"Alas, my Lillias!" said the fisherman, "we have not been born for happiness and each other. We must part—each of us to struggle with our respective evils. Call up all your strength of mind—the much in your character that has as yet lain unemployed—and so despicable a thing as Simpson will not dare to annoy you. You may yet meet with a man worthy of you; some one who will love you as well as—as one who can at least appreciate your value, and who will deserve you better." As he spoke, and his mistress listened in silence and in tears, William Stewart burst in upon them through the bushes; and with a countenance flushed, and a frame tremulous with passion, assailed the fisherman with a torrent of threats and reproaches. He even raised his hand. The prudence of Thomson gave way under the provocation. Ere the blow had descended, he had locked the farmer in his grasp, and with an exertion of strength which scarcely a giant would be capable of in a moment of less excitement, he raised him from the earth, and forced him against the grassy side of the ravine, where he held him despite of his efforts. A shriek from Lillias recalled him to the command of himself. "William Stewart," he said, quitting his hold and stepping back, "you are an old man, and the father of Lillias." The farmer rose slowly and collectedly, with a flushed cheek but a quiet eye, as if all his anger had evaporated in the struggle, and, turning to his daughter—

"Come, Lillias, my lassie," he said, laying hold of her arm, "I have been too hasty—I have been in the wrong." And so they parted.
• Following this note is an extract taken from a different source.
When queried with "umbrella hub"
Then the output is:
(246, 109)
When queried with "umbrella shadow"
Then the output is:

Winter came on, and Thomson was again left to the solitude of his cottage, with only his books and his own thoughts to employ him. He found little amusement or comfort in either; he could think of only Lillias—that she loved and was yet lost to him.

"Generous, and affectionate, and confiding," he has said, when thinking of her, "I know she would willingly share with me in my poverty; but ill would I repay her kindness in demanding of her such a sacrifice. Besides, how could I endure to see her subjected to the privations of a destiny so humble as mine? The same heaven that seems to have ordained me to labour and to be unsuccessful, has given me a mind not to be broken by either toil or disappointment; but keenly and bitterly would I feel the evils of both, were she to be equally exposed. I must strive to forget her, or think of her only as my friend." And, indulging in such thoughts as these, and repeating and re-repeating similar resolutions—only, however, to find them unavailing—winter, with its long, dreary nights, and its days of languor and inactivity, passed heavily away. But it passed.

He was sitting beside his fire, one evening late in February, when a gentle knock was heard at the door. He started up, and, drawing back the bar, William Stewart entered the apartment.

"Allan," said the old man, "I have come to have some conversation with you, and would have come sooner, but pride and shame kept me back. I fear I have been much to blame."

Thomson motioned him to a seat, and sat down beside him.

"Farmer," he said, "since we cannot recall the past, we had, perhaps, better forget it."

The old man bent forward his head till it rested almost on his knee, and for a few moments remained silent.

"I fear, Allan, I have been much to blame," he at length reiterated. "Ye maun come an' see Lillias. She is ill, very ill—an' I fear no very like to get better." Thomson was stunned by the intelligence, and answered he scarcely knew what. "She has never been richt hersel," continued the old man, "sin' the unlucky day when you an' I met in the burn here; but for the last month she has been little out o' her bed. Since mornin there has been a great change on her, an' she wishes to see you. I fear we havena meikle time to spare, an' had better gang." Thomson followed him in silence.